Verzögerungen bringen Menschen in existenzielle Not

Solche Verzögerungen brächten Flüchtlinge ebenso wie Menschen, die schon seit Jahrzehnten in Essen leben, immer wieder in existenzielle Nöte, sagt Inka Jatta von Pro Asyl: „Teils bekommen sie keine Leistungen, teils verlieren sie ihren Job, weil die Arbeitserlaubnis nicht rechtzeitig verlängert wird.“ Andere könnten nicht zum Begräbnis ihrer Mutter reisen, weil sie die Papiere nicht vorliegen. „Um solche Fälle zu besprechen, konnten wir früher die Sachbearbeiter gut telefonisch erreichen, auch das ist leider schwieriger geworden.“ Dabei sehe man sich als Vermittler zwischen Betroffenen und Behörde.
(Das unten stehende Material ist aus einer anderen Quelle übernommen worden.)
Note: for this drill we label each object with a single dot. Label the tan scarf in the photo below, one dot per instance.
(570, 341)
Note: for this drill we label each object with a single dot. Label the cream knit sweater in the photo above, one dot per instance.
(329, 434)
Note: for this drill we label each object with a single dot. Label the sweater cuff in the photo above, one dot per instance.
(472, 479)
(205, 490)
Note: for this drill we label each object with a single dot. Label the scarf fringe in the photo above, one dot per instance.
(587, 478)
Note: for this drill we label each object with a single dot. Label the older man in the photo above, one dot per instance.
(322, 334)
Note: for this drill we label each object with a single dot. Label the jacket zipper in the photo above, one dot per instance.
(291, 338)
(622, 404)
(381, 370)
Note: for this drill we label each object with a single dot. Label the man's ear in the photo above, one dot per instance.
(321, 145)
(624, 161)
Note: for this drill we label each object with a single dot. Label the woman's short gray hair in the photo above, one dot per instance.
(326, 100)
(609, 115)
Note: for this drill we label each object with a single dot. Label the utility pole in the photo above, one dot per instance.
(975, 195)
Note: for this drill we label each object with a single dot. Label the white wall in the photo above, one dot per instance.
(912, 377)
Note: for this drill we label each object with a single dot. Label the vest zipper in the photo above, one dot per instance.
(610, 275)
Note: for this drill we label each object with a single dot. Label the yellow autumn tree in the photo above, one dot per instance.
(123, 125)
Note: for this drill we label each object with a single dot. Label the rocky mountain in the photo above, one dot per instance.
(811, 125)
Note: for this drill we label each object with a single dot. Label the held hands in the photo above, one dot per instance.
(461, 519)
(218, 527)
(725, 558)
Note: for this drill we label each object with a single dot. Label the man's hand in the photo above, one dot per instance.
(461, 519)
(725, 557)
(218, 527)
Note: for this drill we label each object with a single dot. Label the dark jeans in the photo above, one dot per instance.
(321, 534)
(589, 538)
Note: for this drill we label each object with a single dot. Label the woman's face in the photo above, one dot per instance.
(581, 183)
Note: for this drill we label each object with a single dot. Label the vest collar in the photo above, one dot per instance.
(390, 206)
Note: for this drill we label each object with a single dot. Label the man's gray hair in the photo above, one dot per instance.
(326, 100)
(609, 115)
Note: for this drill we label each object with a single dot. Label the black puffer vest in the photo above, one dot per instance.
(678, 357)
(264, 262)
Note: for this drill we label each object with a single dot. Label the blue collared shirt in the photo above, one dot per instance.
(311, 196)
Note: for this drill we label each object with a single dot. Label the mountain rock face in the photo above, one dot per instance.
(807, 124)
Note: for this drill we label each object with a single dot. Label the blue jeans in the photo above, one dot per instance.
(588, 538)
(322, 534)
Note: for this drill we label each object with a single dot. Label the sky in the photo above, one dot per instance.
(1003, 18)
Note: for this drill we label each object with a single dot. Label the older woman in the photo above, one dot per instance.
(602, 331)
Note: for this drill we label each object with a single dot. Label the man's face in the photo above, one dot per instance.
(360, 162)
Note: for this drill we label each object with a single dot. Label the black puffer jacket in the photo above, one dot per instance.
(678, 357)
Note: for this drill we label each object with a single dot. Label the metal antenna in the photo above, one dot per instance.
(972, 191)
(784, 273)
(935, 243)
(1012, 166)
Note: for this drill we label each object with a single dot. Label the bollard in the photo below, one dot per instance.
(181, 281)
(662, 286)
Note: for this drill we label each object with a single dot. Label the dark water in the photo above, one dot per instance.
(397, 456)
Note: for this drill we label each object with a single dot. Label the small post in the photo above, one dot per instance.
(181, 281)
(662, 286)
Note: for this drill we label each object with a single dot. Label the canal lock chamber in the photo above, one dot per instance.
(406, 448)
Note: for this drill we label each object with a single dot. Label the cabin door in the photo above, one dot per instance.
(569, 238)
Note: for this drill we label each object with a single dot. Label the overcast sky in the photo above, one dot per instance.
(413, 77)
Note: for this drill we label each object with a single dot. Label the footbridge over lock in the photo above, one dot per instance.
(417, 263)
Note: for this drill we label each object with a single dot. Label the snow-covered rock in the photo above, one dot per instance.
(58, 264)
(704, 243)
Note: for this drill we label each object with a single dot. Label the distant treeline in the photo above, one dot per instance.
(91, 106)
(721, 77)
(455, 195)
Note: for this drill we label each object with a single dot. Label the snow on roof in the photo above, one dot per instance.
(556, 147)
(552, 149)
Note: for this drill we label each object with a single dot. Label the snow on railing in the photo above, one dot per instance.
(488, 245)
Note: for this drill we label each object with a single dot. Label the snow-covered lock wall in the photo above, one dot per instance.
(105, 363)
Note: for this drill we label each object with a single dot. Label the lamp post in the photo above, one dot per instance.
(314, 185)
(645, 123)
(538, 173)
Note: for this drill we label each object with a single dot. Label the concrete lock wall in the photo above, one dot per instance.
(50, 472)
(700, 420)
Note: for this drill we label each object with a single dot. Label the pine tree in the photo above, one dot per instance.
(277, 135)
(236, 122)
Doch dafür, so steht es nun im Appell, der am Freitag (3. 9.) vor dem Rathaus vorgestellt wird, müsse sich die Erreichbarkeit der Behörde endlich verbessern, müssten Termine zeitnah vergeben und Anträge rascher bearbeitet werden. Auch sei es nicht hinnehmbar, dass Aufenthaltserlaubnisse auf Papier ausgestellt, statt elektronisch gespeichert würden: Die Zettelwirtschaft müsse ein Ende haben. Und einen weniger rauen Umgangston – Stichwort Willkommenskultur – wünsche man sich auch.
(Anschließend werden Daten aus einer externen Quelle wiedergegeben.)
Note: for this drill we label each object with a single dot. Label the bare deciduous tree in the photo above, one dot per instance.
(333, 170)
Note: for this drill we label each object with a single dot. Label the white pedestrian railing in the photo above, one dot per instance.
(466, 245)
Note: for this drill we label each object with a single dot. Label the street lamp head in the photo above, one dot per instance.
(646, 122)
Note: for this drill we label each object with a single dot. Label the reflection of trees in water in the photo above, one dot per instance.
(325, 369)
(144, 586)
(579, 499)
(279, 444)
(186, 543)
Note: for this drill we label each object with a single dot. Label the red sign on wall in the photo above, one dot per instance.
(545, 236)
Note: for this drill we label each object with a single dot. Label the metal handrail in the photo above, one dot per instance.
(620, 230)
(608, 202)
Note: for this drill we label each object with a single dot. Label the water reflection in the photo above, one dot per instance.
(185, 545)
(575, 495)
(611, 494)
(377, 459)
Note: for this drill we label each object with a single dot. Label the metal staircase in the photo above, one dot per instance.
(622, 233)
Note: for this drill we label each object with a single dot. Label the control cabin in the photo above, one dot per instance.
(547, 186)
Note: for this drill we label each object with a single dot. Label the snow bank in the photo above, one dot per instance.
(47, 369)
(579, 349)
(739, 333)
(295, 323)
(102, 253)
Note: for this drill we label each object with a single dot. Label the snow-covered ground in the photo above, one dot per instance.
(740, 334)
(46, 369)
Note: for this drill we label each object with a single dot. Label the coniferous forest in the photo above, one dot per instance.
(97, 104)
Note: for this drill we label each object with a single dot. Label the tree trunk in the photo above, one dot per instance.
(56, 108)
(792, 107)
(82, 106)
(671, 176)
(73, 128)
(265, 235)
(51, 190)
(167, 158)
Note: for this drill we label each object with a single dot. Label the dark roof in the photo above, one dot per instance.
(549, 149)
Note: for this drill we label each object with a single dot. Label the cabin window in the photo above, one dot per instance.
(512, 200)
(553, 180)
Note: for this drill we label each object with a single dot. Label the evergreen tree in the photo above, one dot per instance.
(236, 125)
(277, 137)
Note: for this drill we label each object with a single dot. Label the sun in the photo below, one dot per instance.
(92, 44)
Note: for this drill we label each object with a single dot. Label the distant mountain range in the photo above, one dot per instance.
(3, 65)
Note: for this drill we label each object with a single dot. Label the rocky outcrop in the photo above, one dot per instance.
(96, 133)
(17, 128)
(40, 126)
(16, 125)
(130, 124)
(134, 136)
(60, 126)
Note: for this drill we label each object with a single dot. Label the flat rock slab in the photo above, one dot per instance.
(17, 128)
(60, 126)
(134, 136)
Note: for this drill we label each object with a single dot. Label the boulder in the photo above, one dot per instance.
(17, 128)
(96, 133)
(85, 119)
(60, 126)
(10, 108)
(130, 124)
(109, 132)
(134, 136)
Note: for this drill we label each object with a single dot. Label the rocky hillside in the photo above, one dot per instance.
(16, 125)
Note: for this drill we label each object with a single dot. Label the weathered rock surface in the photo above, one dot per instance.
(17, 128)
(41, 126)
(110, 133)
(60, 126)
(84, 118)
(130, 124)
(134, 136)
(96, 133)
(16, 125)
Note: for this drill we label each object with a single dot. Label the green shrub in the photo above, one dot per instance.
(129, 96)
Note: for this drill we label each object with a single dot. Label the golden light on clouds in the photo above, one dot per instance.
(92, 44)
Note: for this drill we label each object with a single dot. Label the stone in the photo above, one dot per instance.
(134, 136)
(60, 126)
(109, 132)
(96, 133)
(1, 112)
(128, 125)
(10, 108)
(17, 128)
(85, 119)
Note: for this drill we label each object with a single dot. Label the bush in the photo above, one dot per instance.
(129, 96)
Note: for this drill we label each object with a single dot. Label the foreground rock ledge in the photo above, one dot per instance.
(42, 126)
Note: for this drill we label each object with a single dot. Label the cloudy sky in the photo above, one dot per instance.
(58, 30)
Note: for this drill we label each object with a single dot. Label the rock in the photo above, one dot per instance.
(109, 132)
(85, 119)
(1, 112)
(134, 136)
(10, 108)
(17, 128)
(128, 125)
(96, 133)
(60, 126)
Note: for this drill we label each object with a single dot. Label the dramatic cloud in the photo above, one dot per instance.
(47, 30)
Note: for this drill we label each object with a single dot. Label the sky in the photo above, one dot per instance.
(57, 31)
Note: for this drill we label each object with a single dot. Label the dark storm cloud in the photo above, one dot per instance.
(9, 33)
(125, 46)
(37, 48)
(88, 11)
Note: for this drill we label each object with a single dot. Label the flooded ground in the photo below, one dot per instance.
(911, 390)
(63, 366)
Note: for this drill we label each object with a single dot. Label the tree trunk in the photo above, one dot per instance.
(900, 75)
Viele Erstunterzeichner unterstützen den Appell

Der Appell zu anhaltenden Missständen in der Essener Ausländerbehörde hat eine beeindruckende Zahl von Erstunterzeichnern: Vereine, Initiativen, Runde Tische, Selbsthilfegruppen und Gremien.
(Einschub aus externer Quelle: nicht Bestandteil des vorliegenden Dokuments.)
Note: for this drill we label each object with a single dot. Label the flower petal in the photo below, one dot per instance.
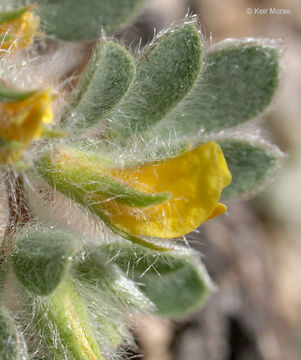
(22, 122)
(195, 181)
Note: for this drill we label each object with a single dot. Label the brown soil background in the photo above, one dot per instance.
(253, 252)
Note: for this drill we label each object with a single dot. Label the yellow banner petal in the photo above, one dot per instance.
(194, 179)
(22, 122)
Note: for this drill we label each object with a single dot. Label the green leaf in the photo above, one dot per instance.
(175, 281)
(41, 259)
(11, 145)
(108, 278)
(238, 82)
(12, 345)
(84, 19)
(250, 165)
(81, 177)
(11, 15)
(64, 325)
(78, 176)
(166, 72)
(103, 286)
(106, 80)
(11, 95)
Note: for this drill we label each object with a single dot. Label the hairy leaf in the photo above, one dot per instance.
(166, 72)
(41, 260)
(84, 19)
(11, 341)
(238, 82)
(105, 81)
(250, 165)
(174, 281)
(64, 325)
(11, 95)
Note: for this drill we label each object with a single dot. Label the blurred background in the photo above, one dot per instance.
(253, 253)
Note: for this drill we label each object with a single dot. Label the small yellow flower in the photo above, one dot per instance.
(22, 121)
(18, 28)
(165, 199)
(194, 180)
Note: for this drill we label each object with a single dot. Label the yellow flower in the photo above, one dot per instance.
(194, 179)
(166, 199)
(18, 28)
(21, 122)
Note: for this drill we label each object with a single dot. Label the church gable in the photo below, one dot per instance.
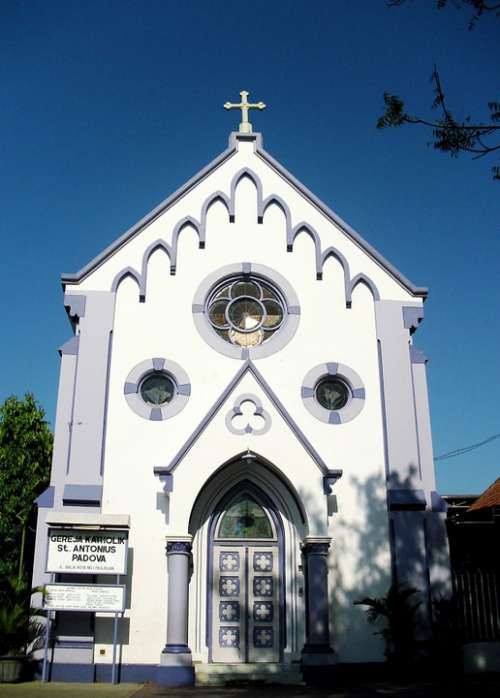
(240, 192)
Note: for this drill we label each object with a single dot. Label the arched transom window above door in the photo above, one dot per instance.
(245, 518)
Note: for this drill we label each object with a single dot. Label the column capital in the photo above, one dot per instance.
(316, 545)
(179, 545)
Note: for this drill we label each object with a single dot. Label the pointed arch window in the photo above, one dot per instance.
(245, 518)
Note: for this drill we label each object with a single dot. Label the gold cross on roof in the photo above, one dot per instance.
(244, 105)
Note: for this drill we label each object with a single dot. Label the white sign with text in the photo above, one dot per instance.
(105, 598)
(87, 552)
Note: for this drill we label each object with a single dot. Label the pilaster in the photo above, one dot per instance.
(317, 650)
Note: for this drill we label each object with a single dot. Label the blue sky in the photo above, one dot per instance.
(107, 107)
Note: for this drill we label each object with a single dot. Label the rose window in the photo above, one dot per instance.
(246, 311)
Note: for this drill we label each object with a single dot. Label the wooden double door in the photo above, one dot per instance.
(245, 602)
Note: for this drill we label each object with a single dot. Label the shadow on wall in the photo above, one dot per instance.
(374, 548)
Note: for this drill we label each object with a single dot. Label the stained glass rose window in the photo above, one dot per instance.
(246, 310)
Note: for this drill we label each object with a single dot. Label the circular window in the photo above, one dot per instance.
(157, 388)
(245, 310)
(332, 393)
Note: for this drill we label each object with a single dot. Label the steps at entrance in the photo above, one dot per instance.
(223, 674)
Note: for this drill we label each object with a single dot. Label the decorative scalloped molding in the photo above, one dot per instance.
(292, 232)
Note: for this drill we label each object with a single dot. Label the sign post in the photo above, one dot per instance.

African Ivory Essen e.V., Antirassismustelefon Essen e.V., AStA der Universität Duisburg-Essen (UDE), Aufstehen gegen Rassismus!, Awo-Beratungszentrum Lore-Agnes-Haus, Beirat für Flüchtlinge und Migration im Kirchenkreis Essen (Pfarrerin Dagmar Kunellis), Demokratisches Gesellschaftszentrum der KurdInnen, Deutsch-Kurdischer Solidaritätsverein e.V., Ehrenamt Agentur Essen e.V., Integrationsrat Essen (Jelena Ivanovic/Grüne Internationale Liste; AED/Hr. Kekec und Hr. Balaban; Civan Akbulut/Die Linke/ Internationale Liste; Essener Migranten-Bündnis/Mohammed Masri); Interkulturelle Assistenz e. V.; Iranischer Frauenverein Parto e.V., Iranischer Kulturverein Negah e.V., Iranisches Netzwerk Essen KD 11/13 gGmbH, Kettwig hilft e.V., Kultursensible Versorgung mitempathie e.V., Libanesischer Zedernverein e.V., Weiglehaus (M. Schmidt und R. Zwick), Medinetz Essen e.V., Nedaye Afghan, (afghanische Selbsthilfegruppe), Ortsgruppe Fridays for Future, Plan B Ruhr e.V., ProAsyl/Flüchtlingsrat Essen e.V., Runder Tisch Bergerhausen, Runder Tisch Holsterhausen, Seebrücke Essen, Selbsthilfegruppe iranische und afghanische Frauen mit Trauma, Somali Ostafrika e.V., Studierendenparlament der UDE, Syrische Kultur und Integration e. V., Tisch der Tische (Jörg Stadler), Vielrespektstiftung (Christoph Zeckra), Vielrespektzentrum/ EvA, Viertelimpuls e.V., Werden hilft e.V.